It is now two years and eight months later, and none of these weapons or stockpiles or assembly lines or mobile labs have been found. The only explanation the White House has offered up is that it was given faulty intelligence. Many Americans believe that the Bush regime chose faulty, hyped intelligence because it believed it could not otherwise get either the public or Congress to approve the war.

The mainstream press is no longer timid. But it, too, has suffered some major credibility failures, the most scrutinized of them having occurred at two superior papers, The New York Times and The Washington Post. Responsible journalism— responsible to the public—needs to find its footing and spirit again.

The public itself is troubled, nervous, seeking diversion. Confidence in the government and other institutions is very wobbly. The Bush presidency tried—and is still seeking—to make radical changes in the nation's social-support structure but has failed to demonstrate it has the competence to make these changes work for the majority of Americans. Next to the war, reducing the taxes of the wealthy has been the signature act of this White House.

From the start of the Bush presidency in 2001, senior White House officials have been telling reporters, usually anonymously, that because journalists are reality based, they cannot understand or relate to the Bush administration, since it is pursuing a "bold," God-guided doctrine that intends to create its own reality. Iraq was clearly one of those bold ventures, and because the planning behind it was both flawed and unrealistic, the nation is now suffering psychologically and materially.

Many nonpartisan voices across the country have urged Bush to come forward and admit his mistakes, arguing that the public will respond to such honesty. But there is still no sign of any acknowledgment of error, hardly a hint of humility. The president's message, as recently as his we-will-never-cut-and-run speech November 30, remains: We will persevere until we have "complete victory," and we will not moderate our "bold" policies.
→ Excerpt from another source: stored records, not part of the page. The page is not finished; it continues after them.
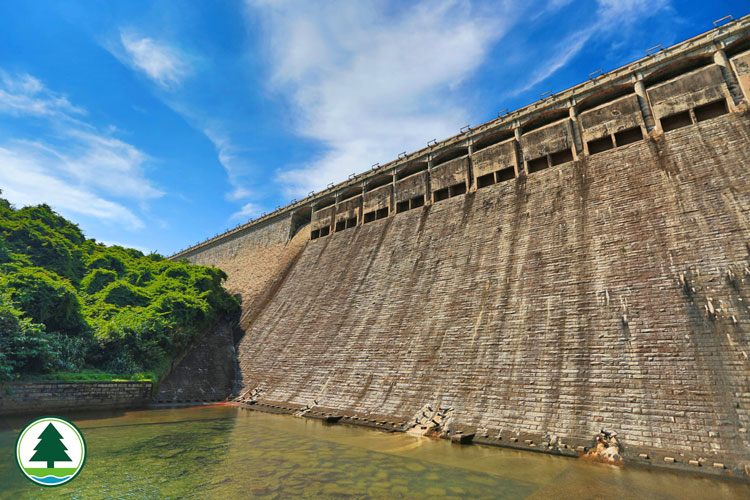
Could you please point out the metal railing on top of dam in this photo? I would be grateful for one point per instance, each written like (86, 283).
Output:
(553, 130)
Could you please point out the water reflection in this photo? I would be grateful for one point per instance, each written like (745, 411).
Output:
(224, 452)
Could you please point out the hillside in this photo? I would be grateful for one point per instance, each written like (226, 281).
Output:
(69, 304)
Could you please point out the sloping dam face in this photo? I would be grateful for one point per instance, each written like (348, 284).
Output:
(577, 274)
(549, 306)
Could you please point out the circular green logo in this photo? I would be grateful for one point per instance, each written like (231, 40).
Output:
(50, 451)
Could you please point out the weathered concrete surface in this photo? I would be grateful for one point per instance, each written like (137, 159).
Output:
(206, 373)
(611, 292)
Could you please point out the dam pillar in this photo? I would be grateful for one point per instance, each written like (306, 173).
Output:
(427, 184)
(573, 112)
(469, 169)
(722, 61)
(643, 102)
(520, 165)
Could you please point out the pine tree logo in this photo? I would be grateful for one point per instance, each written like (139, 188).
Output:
(50, 451)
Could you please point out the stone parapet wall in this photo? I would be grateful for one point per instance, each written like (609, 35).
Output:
(41, 398)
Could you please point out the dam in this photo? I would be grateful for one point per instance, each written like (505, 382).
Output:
(578, 265)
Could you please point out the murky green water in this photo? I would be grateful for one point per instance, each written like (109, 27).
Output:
(224, 452)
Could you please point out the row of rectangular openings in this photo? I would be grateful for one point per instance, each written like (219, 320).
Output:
(628, 136)
(449, 155)
(702, 113)
(675, 121)
(381, 213)
(557, 158)
(346, 223)
(403, 206)
(411, 170)
(450, 192)
(711, 110)
(493, 139)
(600, 145)
(319, 233)
(498, 176)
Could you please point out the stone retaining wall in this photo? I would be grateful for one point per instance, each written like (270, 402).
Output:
(53, 397)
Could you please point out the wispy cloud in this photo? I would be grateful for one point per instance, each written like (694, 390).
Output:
(248, 211)
(612, 16)
(25, 95)
(71, 165)
(369, 81)
(162, 63)
(29, 177)
(234, 160)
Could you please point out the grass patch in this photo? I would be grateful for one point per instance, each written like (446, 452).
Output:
(88, 376)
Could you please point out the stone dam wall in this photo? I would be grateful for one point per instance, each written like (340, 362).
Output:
(583, 263)
(43, 398)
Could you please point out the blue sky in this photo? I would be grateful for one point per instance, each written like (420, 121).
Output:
(158, 124)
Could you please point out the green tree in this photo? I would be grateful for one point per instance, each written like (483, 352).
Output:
(50, 448)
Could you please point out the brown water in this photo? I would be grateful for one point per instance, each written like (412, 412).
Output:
(224, 452)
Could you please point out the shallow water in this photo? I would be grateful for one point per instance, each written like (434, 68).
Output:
(224, 452)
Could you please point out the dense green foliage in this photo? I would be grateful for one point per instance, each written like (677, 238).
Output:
(69, 304)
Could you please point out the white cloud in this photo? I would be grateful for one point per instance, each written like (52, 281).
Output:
(162, 63)
(29, 178)
(71, 165)
(612, 16)
(109, 164)
(369, 82)
(234, 161)
(564, 52)
(248, 211)
(25, 95)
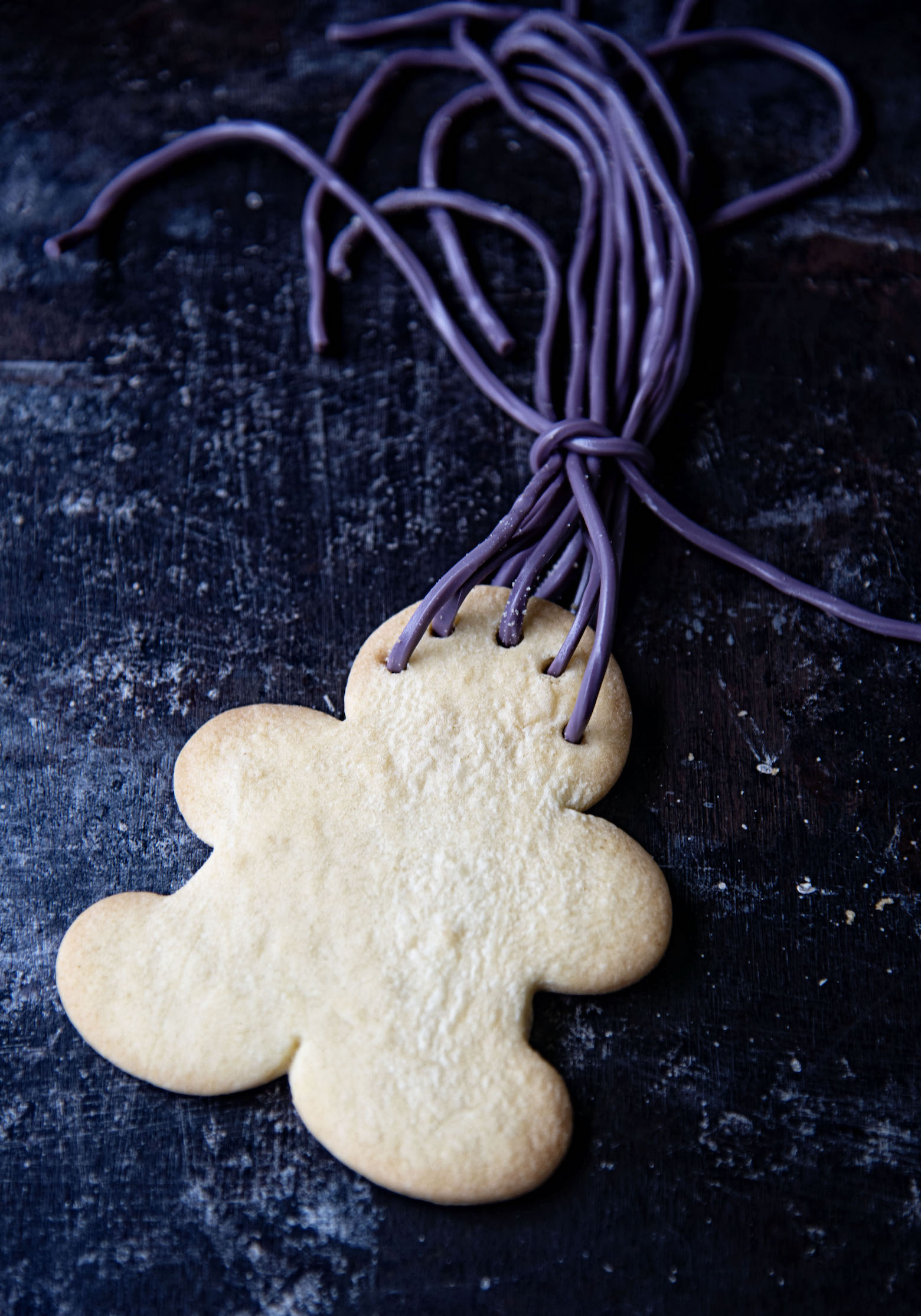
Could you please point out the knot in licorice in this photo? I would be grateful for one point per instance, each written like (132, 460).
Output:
(587, 439)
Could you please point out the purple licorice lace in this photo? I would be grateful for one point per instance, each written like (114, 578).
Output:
(629, 335)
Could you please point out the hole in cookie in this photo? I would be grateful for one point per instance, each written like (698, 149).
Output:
(503, 645)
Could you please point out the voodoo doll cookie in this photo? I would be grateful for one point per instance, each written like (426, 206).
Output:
(383, 899)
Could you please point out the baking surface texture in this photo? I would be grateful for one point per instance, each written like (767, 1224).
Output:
(198, 515)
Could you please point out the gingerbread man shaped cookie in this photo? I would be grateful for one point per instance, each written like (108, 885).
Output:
(383, 899)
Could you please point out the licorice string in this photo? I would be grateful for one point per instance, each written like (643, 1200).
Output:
(550, 74)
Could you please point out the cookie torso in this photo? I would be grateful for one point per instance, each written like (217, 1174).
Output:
(384, 897)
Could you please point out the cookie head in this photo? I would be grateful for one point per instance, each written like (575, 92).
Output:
(466, 699)
(383, 899)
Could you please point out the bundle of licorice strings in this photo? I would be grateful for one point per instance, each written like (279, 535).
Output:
(629, 291)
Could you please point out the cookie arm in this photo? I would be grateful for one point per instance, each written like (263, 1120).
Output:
(170, 989)
(605, 913)
(233, 763)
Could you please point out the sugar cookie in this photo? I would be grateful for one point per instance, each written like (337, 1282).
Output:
(383, 899)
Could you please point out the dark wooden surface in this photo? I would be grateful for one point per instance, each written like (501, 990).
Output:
(197, 514)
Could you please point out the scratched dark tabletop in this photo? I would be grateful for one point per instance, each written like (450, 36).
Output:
(197, 514)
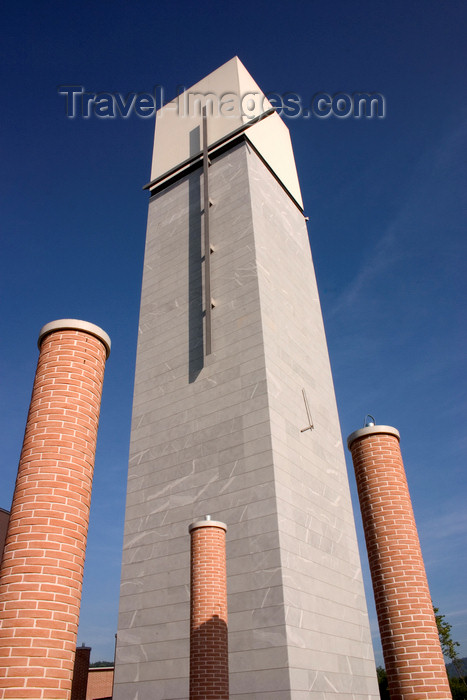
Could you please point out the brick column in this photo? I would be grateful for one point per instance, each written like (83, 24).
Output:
(42, 566)
(209, 662)
(412, 652)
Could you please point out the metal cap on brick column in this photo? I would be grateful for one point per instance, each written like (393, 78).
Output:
(412, 653)
(42, 565)
(209, 665)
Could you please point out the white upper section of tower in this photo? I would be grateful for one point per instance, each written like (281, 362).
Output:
(232, 99)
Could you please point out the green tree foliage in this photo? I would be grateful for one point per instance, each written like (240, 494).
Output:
(383, 683)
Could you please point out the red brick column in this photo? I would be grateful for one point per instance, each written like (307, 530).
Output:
(209, 662)
(42, 566)
(412, 652)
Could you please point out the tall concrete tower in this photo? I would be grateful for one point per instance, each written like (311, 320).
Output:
(234, 415)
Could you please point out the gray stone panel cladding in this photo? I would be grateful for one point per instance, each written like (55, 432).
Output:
(220, 435)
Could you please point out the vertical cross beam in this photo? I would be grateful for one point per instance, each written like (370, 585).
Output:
(207, 245)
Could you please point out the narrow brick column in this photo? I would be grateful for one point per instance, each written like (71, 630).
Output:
(42, 566)
(209, 662)
(412, 652)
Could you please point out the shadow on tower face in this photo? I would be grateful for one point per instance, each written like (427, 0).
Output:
(195, 261)
(209, 661)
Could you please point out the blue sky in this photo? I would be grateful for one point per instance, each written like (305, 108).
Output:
(386, 201)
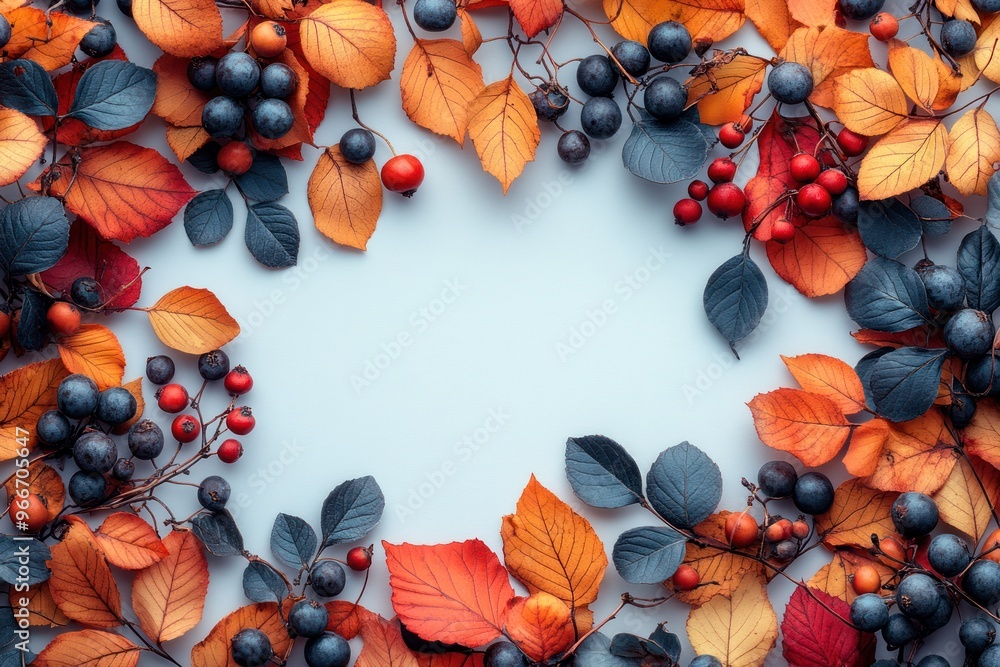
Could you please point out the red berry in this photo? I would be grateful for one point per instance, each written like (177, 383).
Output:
(814, 200)
(851, 144)
(359, 559)
(722, 170)
(726, 200)
(230, 451)
(238, 381)
(235, 158)
(403, 174)
(731, 135)
(833, 180)
(240, 420)
(185, 428)
(687, 212)
(884, 26)
(804, 168)
(698, 190)
(172, 397)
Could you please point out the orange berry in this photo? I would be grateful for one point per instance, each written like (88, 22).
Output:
(268, 39)
(741, 529)
(63, 318)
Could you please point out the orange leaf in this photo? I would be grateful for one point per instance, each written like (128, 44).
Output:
(213, 651)
(350, 42)
(89, 648)
(95, 352)
(541, 626)
(455, 593)
(192, 320)
(123, 190)
(182, 28)
(551, 549)
(809, 426)
(21, 144)
(504, 129)
(830, 377)
(129, 542)
(169, 597)
(345, 198)
(820, 259)
(82, 584)
(857, 512)
(439, 81)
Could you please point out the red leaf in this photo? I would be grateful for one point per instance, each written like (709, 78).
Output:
(90, 255)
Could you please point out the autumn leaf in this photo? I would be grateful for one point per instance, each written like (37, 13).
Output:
(192, 320)
(122, 190)
(21, 144)
(551, 549)
(169, 597)
(438, 83)
(350, 42)
(455, 593)
(182, 28)
(94, 351)
(809, 426)
(504, 129)
(739, 631)
(906, 158)
(345, 198)
(89, 648)
(541, 626)
(82, 584)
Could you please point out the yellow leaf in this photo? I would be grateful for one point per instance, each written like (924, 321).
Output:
(550, 548)
(345, 199)
(21, 144)
(182, 28)
(740, 631)
(906, 158)
(504, 129)
(95, 352)
(192, 320)
(350, 42)
(438, 82)
(974, 149)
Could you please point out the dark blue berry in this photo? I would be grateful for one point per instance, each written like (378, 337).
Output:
(601, 117)
(327, 578)
(669, 42)
(813, 493)
(790, 83)
(435, 15)
(273, 118)
(597, 76)
(278, 80)
(969, 333)
(77, 396)
(357, 145)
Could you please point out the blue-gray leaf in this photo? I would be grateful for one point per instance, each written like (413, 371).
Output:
(352, 510)
(208, 217)
(272, 235)
(886, 296)
(293, 541)
(602, 473)
(34, 234)
(684, 485)
(648, 555)
(114, 95)
(905, 382)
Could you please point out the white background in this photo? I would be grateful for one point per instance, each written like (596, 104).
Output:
(653, 374)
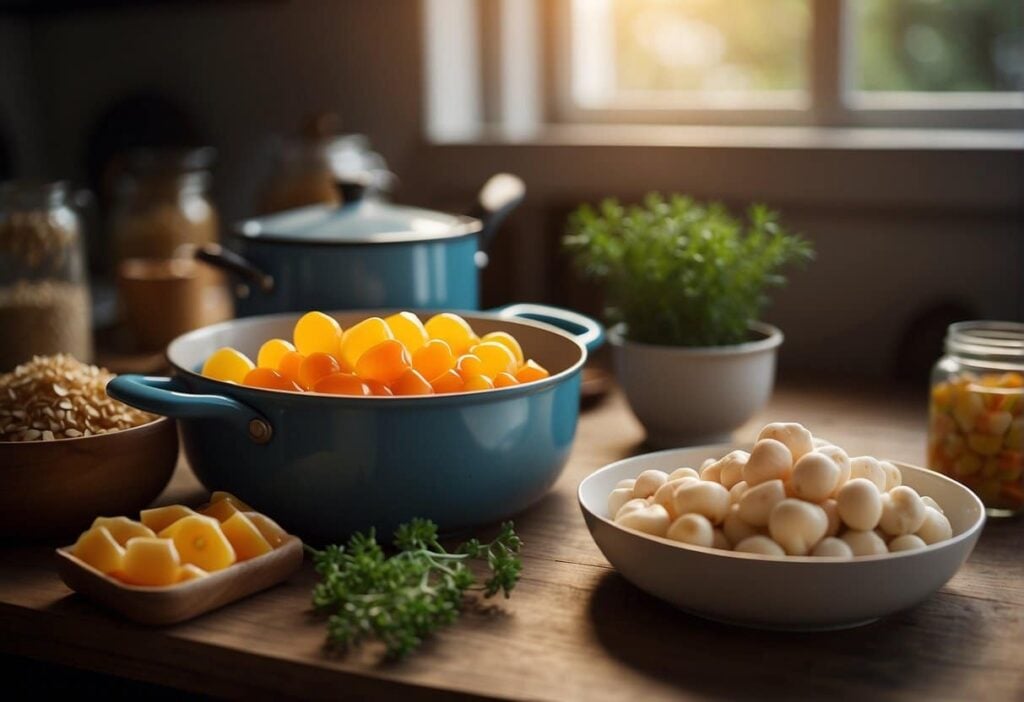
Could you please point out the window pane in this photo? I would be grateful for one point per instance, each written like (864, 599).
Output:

This adamantine stance is visible in virtually every corner of the Bush government. Here is a useful example, from a superb November 27 story by Adam Liptak of the Times. The story was about the rigid Bush policies concerning "enemy combatants" taken prisoner in the Iraq war, who have been allowed almost no legal rights, even those granted by the Geneva Conventions. Most of the prisoners are simply being held indefinitely without trial.